For good measure I also added the ability to remove a system from state tracking just in the event the system malfunctioned or for development purposes. Ex: a flaky cable dropping large amounts of UDP (Sunshine\Moonlight) traffic, but TCP (Athena) is still able to get through. This let's you fix the cable rather than just trigger a shutdown.
Lessons learned
In hindsight and had I had the time I would have completely rewritten Athena into something like Rust or at a minimum went with the approach of multiple languages in the project. The daemon being in python is suboptimal from a performance perspective especially when transferring know applications\scanning a remote system. The local process that keeps the machine state while fairly light is not a great choice for a system component that runs 24/7. I also wanted to add a UI, much to my surprise the state of UIs in Python is still not great.
That said...I won't be too hard on myself for this one.

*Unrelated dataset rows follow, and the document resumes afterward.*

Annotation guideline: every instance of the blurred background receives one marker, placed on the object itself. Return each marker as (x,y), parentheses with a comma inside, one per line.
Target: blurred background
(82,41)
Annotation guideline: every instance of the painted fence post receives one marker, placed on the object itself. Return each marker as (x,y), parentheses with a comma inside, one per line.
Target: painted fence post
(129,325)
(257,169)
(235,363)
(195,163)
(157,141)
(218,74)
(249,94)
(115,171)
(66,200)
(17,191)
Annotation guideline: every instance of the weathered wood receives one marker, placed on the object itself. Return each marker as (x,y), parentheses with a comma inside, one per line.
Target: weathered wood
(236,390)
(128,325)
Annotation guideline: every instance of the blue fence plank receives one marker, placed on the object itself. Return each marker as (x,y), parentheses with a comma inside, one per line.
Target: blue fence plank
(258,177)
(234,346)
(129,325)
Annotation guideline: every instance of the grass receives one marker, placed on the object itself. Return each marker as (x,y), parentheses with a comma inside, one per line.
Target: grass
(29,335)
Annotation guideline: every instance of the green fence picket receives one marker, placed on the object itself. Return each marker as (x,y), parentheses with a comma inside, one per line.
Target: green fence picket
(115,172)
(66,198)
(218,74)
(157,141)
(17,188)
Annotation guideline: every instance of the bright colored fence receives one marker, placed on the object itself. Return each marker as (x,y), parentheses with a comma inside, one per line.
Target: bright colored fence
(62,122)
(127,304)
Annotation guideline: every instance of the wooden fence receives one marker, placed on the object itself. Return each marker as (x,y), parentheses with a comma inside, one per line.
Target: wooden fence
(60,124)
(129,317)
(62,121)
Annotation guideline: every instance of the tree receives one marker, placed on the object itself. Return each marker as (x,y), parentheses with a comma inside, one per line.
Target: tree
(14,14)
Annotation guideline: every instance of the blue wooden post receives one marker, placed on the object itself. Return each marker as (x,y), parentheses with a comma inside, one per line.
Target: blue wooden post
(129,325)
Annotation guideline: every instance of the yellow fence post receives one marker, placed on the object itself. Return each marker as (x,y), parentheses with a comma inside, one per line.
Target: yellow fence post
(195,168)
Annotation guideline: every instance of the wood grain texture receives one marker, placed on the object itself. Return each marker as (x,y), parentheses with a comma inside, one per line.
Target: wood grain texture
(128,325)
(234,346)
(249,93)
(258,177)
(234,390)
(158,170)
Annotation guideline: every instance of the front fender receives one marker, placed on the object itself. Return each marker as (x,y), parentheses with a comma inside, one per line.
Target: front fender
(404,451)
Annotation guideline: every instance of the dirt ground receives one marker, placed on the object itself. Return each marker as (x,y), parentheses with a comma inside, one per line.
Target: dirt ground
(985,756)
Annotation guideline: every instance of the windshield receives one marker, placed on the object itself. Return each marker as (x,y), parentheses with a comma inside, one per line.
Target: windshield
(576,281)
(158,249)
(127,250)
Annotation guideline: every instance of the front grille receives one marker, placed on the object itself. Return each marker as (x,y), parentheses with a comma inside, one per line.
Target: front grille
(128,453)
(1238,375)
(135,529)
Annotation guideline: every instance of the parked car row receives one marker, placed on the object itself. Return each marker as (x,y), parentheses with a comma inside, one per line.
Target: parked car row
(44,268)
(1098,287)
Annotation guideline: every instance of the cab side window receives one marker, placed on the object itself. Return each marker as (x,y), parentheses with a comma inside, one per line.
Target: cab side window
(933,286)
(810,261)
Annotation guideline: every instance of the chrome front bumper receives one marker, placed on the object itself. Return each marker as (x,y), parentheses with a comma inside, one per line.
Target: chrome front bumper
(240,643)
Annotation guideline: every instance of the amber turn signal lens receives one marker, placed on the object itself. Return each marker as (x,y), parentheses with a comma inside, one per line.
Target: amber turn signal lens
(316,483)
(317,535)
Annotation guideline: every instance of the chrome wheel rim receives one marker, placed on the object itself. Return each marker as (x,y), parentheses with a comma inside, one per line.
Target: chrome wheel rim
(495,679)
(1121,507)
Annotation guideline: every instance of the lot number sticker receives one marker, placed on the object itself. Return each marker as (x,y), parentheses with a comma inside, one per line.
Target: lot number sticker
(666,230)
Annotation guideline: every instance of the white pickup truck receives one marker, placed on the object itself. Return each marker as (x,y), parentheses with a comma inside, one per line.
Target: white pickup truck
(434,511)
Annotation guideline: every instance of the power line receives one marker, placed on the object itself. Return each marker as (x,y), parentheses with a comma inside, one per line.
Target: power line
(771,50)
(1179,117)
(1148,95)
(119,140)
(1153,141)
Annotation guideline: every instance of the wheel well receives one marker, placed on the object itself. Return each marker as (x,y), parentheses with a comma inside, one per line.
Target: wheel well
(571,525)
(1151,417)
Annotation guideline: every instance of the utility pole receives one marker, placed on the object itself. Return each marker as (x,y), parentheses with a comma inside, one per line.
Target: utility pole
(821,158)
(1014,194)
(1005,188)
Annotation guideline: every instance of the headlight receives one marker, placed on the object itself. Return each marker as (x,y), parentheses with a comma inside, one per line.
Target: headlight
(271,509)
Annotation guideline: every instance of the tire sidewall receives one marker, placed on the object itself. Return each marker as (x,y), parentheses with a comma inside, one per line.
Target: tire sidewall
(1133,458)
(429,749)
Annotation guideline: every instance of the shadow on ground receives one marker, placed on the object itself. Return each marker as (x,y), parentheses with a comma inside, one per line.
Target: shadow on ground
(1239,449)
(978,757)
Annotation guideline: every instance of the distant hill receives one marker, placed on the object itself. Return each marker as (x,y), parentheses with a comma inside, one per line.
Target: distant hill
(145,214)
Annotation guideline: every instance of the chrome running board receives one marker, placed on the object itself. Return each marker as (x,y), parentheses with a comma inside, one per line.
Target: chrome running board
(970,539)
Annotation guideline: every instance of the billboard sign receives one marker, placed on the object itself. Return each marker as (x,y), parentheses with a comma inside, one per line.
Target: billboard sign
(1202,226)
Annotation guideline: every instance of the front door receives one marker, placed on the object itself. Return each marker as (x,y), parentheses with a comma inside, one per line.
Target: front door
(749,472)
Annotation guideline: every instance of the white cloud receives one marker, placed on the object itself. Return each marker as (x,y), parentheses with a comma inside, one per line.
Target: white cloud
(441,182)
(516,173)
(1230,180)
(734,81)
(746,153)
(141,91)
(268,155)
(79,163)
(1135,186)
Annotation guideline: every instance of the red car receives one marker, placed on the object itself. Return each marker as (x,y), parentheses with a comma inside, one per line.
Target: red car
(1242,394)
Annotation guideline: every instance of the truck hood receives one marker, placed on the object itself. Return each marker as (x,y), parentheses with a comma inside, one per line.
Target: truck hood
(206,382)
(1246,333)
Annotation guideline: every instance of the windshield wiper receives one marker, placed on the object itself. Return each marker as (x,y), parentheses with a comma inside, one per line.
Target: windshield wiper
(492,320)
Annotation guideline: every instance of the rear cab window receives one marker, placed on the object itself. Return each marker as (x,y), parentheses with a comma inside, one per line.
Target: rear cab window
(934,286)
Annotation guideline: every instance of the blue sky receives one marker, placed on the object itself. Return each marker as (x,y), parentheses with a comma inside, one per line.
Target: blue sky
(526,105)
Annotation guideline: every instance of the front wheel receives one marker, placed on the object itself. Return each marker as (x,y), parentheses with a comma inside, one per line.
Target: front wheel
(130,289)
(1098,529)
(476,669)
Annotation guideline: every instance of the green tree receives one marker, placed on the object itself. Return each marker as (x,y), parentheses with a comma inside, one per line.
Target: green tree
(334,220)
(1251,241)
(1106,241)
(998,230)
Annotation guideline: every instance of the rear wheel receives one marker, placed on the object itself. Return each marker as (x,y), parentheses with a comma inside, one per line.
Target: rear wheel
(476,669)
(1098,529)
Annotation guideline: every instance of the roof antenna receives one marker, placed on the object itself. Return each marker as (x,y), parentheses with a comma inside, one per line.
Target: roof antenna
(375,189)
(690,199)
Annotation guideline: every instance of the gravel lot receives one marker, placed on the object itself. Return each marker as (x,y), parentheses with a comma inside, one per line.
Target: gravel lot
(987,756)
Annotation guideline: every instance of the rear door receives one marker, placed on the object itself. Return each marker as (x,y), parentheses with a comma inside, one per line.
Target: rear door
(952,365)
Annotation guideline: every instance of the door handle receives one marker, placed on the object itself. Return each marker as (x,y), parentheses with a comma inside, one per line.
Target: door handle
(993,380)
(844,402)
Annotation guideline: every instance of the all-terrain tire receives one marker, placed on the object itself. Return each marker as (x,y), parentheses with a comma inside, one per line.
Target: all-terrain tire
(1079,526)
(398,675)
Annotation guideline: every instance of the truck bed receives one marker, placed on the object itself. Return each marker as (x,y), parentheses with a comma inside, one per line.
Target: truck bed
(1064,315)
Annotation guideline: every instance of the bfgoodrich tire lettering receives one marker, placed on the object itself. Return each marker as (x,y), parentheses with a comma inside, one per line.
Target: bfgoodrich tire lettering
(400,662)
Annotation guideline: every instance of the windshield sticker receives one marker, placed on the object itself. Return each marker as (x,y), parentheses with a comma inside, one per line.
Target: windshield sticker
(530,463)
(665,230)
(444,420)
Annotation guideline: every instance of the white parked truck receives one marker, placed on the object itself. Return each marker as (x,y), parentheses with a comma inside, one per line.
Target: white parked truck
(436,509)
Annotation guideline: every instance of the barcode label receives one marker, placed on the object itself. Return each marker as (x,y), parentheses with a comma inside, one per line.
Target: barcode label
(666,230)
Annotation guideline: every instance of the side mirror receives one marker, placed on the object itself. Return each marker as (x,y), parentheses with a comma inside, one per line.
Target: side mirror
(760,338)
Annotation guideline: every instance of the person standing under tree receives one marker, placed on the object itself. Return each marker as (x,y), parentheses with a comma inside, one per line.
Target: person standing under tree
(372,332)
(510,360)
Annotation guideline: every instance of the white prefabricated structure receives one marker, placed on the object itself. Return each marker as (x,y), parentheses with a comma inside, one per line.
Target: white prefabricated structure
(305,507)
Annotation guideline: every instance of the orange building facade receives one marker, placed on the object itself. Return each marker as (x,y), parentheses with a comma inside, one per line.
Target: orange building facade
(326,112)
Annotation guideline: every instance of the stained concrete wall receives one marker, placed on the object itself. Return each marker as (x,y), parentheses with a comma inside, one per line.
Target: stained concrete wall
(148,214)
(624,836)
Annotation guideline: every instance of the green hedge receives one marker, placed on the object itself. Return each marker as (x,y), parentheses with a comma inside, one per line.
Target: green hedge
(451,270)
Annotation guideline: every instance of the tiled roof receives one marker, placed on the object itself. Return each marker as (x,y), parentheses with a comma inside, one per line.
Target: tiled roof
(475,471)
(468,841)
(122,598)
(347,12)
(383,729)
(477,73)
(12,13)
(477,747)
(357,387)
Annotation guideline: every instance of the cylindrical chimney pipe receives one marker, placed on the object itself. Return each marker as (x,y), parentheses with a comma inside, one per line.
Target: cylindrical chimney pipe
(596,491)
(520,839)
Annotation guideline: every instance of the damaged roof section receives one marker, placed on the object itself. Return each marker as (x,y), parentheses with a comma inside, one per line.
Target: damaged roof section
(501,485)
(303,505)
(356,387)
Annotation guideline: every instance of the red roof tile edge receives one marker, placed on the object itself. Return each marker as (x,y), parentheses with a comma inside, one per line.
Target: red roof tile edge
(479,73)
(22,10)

This was a tool written quickly that ended up evolving to be a fairly complex system and the time I had to rework it was very limited. While it's not perfect at least it exists today. Long term I will likely do at least partial rewrites of athena into Rust using native python modules and full rust binaries where it makes sense.
The state today
Athena is a fully working application that I use on a regular basis to run programs on machines across my server cluster. It's almost entirely automated and relatively bug free in my uses of it. If a remote connection closes I can remove the machine from tracking and debug it. I have a few friends who have reviewed and adopted portions of either the design or the code entirely. It also did it's job. It provided a very easy to use remote interface for me when I was recovering.